Because CRA resolutions cannot by stopped by a filibuster, they represent some of the most likely legislative actions of the early Trump term.
The rule under challenge places a $5 cap on the overdraft fees that banks can charge their customers, a major decrease from the typical $35 fee. In the rulemaking process, the CFPB found that some banks scheme and scam to maximize overdraft fees, setting new rules without notifying customers or even engineering the order of transactions to generate more fees. Capping these fees will rein banks in, and according to the CFPB’s calculations, save Americans $5 billion a year.
The rule was finalized last December and was scheduled to become effective in October. Because of acting director Russ Vought’s unlawful order stalling all CFPB work, the effective date has been suspended. But if Congress passes the CRA resolution, the overdraft rule could not come back in any “substantially similar” form. So it matters if congressional Republicans decide to support allowing banks to impose additional junk fees worth billions of dollars.
If it wasn’t already clear who would benefit from overturning this CFPB rule, the Republicans spell it out themselves in an announcement: “The CRA has the support of key stakeholders, including the Consumer Bankers Association, Independent Community Bankers of America, American Bankers Association, and America’s Credit Unions.”
Here’s a brief biography of these “stakeholders.” The Consumer Bankers Association lobbies for U.S. banks that have more than $10 billion in assets. Independent Community Bankers of America lobbies on behalf of 5,000 smaller banks across the country. The American Bankers Association is a massive lobbying organization that represents banks of all sizes; they list preserving overdraft fees as one of their key legislative priorities.
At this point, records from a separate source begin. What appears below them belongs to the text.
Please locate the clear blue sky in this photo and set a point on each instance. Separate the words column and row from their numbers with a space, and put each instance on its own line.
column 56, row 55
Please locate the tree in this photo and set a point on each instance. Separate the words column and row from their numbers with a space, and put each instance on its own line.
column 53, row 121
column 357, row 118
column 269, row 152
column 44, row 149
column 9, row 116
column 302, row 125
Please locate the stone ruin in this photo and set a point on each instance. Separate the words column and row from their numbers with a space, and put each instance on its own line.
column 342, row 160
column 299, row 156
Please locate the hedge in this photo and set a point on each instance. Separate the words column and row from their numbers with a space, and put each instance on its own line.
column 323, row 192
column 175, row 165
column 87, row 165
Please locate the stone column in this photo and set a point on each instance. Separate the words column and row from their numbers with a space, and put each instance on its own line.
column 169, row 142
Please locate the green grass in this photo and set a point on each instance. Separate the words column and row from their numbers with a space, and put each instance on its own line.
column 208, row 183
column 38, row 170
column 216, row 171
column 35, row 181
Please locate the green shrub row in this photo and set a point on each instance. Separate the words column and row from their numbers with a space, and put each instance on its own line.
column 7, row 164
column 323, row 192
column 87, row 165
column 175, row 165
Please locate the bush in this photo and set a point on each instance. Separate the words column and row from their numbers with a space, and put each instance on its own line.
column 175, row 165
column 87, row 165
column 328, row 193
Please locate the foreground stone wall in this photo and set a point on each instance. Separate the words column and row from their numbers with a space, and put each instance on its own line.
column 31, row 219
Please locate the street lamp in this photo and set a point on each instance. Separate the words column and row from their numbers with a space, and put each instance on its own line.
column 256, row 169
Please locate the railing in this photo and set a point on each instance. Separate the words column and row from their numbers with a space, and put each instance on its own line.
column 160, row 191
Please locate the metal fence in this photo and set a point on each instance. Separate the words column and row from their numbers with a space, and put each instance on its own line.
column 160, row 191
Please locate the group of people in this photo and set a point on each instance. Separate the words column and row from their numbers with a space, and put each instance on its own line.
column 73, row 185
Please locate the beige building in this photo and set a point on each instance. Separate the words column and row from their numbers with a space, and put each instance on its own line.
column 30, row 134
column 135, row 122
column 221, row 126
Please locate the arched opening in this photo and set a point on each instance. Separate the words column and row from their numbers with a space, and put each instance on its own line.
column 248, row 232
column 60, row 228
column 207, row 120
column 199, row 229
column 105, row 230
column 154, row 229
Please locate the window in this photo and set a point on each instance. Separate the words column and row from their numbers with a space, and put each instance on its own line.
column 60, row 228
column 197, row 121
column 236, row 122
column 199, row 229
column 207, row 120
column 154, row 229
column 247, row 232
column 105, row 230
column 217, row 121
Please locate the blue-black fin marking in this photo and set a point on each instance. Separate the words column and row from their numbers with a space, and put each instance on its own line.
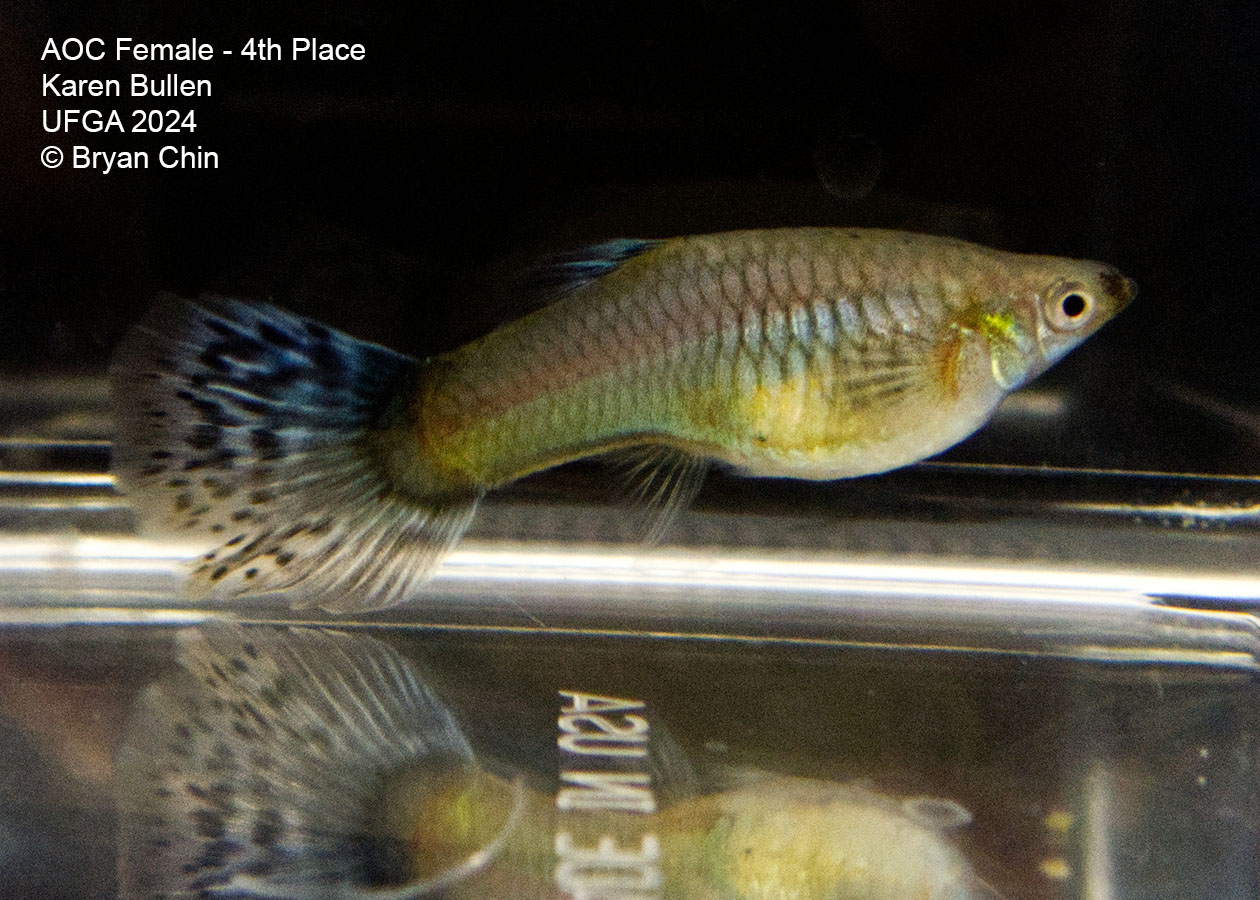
column 562, row 274
column 255, row 769
column 248, row 429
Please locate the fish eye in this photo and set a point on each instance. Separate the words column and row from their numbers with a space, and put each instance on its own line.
column 1069, row 308
column 1074, row 305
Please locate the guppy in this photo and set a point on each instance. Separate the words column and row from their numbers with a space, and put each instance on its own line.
column 314, row 463
column 303, row 763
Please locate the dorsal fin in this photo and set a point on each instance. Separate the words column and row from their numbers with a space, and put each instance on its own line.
column 562, row 274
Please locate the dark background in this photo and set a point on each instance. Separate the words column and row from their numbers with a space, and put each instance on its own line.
column 392, row 197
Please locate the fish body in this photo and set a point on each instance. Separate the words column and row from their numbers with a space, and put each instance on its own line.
column 813, row 353
column 781, row 837
column 290, row 764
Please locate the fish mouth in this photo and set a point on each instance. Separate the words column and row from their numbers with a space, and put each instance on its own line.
column 1119, row 288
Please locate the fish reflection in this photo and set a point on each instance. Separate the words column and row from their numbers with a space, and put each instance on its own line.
column 306, row 763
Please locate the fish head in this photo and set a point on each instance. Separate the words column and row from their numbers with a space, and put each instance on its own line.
column 1057, row 305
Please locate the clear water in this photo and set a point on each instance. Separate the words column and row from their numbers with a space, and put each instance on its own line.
column 1069, row 653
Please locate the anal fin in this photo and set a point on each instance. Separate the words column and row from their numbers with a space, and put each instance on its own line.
column 663, row 480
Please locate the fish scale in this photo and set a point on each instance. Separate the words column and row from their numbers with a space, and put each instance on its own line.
column 337, row 470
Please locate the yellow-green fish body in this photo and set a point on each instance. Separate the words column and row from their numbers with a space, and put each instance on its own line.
column 345, row 472
column 809, row 353
column 303, row 763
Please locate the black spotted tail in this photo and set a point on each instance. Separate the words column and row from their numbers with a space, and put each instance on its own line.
column 258, row 432
column 258, row 770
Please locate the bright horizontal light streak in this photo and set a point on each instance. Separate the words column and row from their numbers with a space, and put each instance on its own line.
column 730, row 571
column 716, row 570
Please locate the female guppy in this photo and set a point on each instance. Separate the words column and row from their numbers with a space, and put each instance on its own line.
column 305, row 764
column 335, row 468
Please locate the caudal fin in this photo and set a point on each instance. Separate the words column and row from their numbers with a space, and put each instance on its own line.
column 257, row 769
column 251, row 429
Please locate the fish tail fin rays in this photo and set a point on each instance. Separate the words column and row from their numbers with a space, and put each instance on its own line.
column 262, row 435
column 256, row 768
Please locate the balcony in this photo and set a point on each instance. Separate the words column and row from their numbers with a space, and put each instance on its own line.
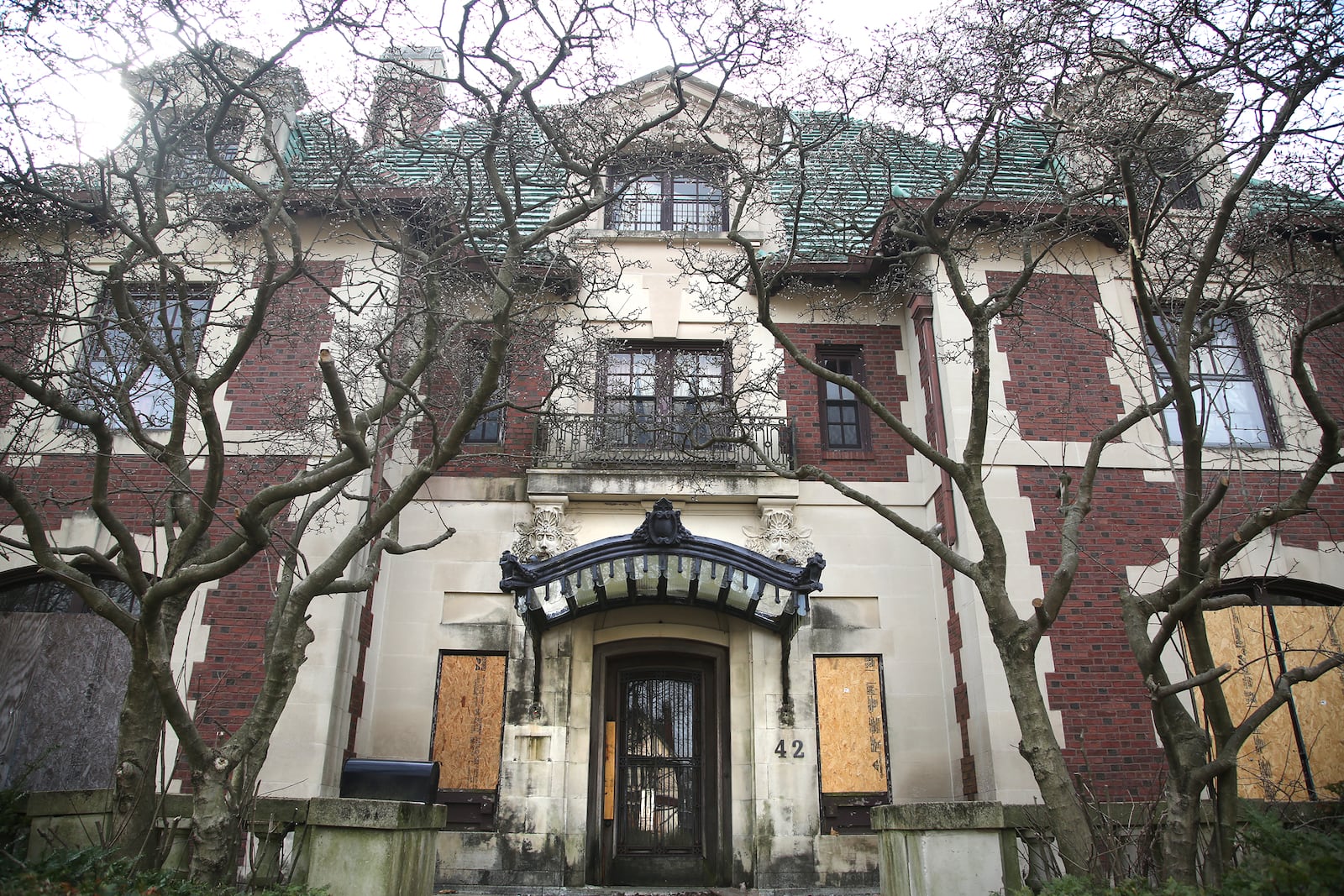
column 707, row 443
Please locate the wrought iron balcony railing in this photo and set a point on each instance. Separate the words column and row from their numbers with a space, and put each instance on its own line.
column 622, row 441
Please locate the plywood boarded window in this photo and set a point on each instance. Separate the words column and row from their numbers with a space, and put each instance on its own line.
column 851, row 741
column 468, row 734
column 1299, row 752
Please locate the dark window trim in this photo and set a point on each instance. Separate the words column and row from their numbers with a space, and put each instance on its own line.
column 664, row 365
column 201, row 298
column 622, row 179
column 73, row 602
column 853, row 354
column 492, row 418
column 1249, row 351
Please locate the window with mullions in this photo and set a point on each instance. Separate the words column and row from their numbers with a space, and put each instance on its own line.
column 1227, row 389
column 662, row 396
column 669, row 201
column 118, row 358
column 192, row 165
column 1167, row 170
column 843, row 418
column 39, row 593
column 490, row 425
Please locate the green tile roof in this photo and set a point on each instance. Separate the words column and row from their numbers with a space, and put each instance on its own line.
column 835, row 184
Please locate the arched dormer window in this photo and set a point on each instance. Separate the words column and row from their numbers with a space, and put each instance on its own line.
column 35, row 591
column 669, row 201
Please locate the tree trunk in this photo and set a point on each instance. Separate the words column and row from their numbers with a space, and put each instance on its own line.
column 1039, row 747
column 1180, row 833
column 134, row 792
column 215, row 821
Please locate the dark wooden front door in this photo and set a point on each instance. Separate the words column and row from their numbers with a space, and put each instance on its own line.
column 660, row 777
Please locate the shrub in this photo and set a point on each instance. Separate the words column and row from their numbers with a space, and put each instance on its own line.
column 1288, row 862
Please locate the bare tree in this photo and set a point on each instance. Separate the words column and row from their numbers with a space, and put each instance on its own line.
column 1132, row 139
column 199, row 250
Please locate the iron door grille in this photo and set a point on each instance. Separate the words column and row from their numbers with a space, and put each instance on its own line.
column 660, row 765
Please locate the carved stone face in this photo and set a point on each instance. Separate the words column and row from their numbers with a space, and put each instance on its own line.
column 546, row 544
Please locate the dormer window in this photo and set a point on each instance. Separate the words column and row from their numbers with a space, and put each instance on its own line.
column 669, row 201
column 1167, row 168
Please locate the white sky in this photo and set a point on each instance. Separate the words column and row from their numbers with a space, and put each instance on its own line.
column 101, row 107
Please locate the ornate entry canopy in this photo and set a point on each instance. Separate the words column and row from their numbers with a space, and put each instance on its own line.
column 662, row 563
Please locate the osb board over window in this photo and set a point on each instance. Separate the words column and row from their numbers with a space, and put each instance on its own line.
column 851, row 728
column 1272, row 762
column 470, row 720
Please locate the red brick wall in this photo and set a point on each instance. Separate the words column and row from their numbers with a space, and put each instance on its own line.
column 24, row 291
column 1059, row 390
column 1057, row 359
column 528, row 382
column 1108, row 726
column 276, row 385
column 887, row 457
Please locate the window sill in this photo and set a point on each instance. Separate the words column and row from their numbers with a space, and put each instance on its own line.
column 848, row 454
column 655, row 234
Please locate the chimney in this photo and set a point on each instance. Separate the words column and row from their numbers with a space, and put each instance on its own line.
column 407, row 97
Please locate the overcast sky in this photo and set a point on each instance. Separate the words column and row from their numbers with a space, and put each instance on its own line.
column 100, row 102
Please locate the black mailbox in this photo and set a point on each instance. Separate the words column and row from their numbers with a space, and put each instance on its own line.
column 403, row 779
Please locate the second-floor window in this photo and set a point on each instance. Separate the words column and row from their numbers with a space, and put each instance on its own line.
column 663, row 396
column 1229, row 392
column 844, row 421
column 667, row 201
column 121, row 351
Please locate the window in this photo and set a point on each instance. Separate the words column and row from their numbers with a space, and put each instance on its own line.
column 843, row 418
column 1167, row 168
column 192, row 167
column 120, row 363
column 1227, row 389
column 662, row 396
column 669, row 201
column 490, row 425
column 38, row 593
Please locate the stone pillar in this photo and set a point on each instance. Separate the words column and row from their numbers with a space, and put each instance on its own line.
column 927, row 849
column 360, row 846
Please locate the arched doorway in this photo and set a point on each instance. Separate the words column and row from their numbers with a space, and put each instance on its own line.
column 659, row 754
column 659, row 790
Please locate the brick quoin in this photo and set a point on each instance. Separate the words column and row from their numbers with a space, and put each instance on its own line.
column 1059, row 390
column 26, row 288
column 1057, row 359
column 528, row 385
column 276, row 385
column 886, row 459
column 1095, row 684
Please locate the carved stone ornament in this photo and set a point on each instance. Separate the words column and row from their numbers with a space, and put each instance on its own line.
column 546, row 535
column 662, row 527
column 780, row 537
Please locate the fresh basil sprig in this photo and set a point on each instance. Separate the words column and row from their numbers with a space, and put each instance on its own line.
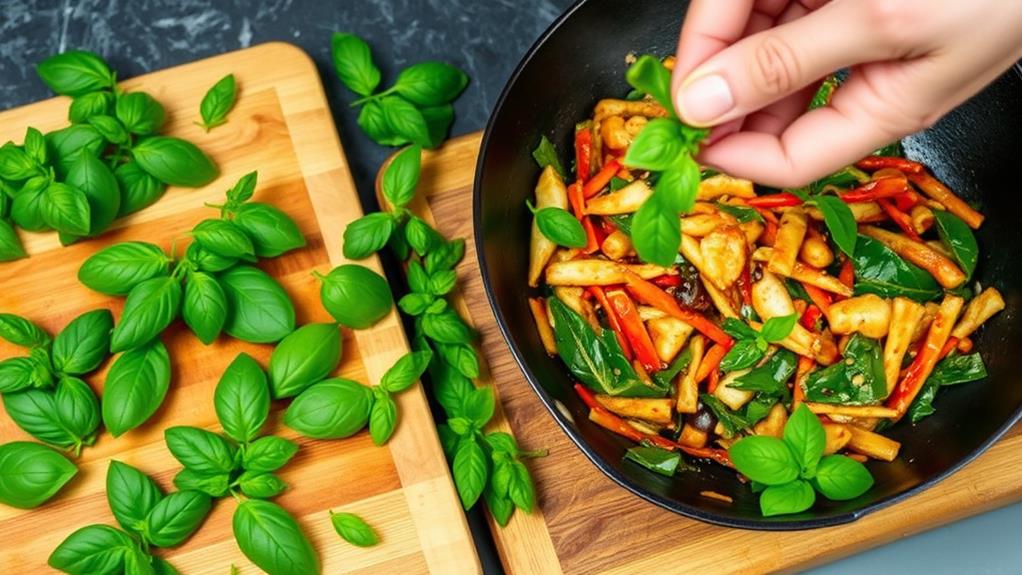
column 791, row 468
column 416, row 109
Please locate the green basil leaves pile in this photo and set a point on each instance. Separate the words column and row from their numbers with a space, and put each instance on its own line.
column 147, row 518
column 42, row 391
column 107, row 163
column 416, row 109
column 790, row 471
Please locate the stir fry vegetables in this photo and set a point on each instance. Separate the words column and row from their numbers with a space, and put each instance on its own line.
column 778, row 332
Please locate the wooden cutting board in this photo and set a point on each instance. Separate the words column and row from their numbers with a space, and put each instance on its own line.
column 588, row 524
column 283, row 128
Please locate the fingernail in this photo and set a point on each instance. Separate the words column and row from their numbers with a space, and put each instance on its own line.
column 705, row 99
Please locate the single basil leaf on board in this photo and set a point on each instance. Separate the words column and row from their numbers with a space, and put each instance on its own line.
column 268, row 453
column 200, row 450
column 135, row 387
column 304, row 357
column 101, row 190
column 367, row 235
column 138, row 188
column 272, row 539
column 31, row 474
column 139, row 112
column 402, row 176
column 272, row 231
column 218, row 102
column 176, row 517
column 356, row 296
column 175, row 161
column 354, row 62
column 333, row 409
column 260, row 310
column 354, row 529
column 119, row 269
column 204, row 306
column 131, row 495
column 149, row 308
column 76, row 72
column 880, row 271
column 242, row 399
column 959, row 238
column 22, row 332
column 430, row 84
column 95, row 549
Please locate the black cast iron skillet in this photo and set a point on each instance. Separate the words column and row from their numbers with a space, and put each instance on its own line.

America’s Credit Unions represents credit unions.
This list of supporters is far from surprising, but it is extremely telling that the main stakeholders who want to get rid of the CFPB rule are bankers, rather than regular Americans who use banks.
What’s more, the two legislators spearheading the overturn, House Financial Services Committee Chairman French Hill (R-AR) and Senate Banking Committee Chairman Tim Scott (R-SC), are in the pocket of big banks themselves. Hill’s top funding contributor last year was Bank of New York Mellon, the 13th-largest bank in the country, while Scott’s was Goldman Sachs. Hill is himself the former CEO of a community bank in Arkansas. As The Lever reported, Scott has received more than $5.3 million in campaign funds from the financial services industry over his career.
It’s up to Republicans to decide whether they will follow Hill and Scott and reveal themselves as objectively pro–junk fee by passing the resolution.
When justifying overturning rules that regulate big-bank greed, Republicans and lobbyists say that they’re merely trying to protect consumer choice. Rep. Hill, announcing the resolution of disapproval, said that the CFPB rule “[hurts] consumers who deserve financial protections and greater choice.” What they call “choice” is actually taking money away from consumers and giving it over to the banks, and it represents the dubious position that banks simply have to rip off their customers or they cannot survive.
Meanwhile, the president and CEO of the Consumer Bankers Association, Lindsey Johnson, pretends to care about the well-being of working-class Americans: “Millions of hardworking Americans, including the one in five without access to credit, rely on overdraft services as a valuable financial lifeline, yet the Biden-Chopra CFPB’s overdraft rule threatens to cut off their access to this essential bank product.”
Hundreds of dollars in fees per family per year is far from a “valuable financial lifeline.” If you’re going to sell out consumers to hand bankers billions of dollars, you might as well be honest about it.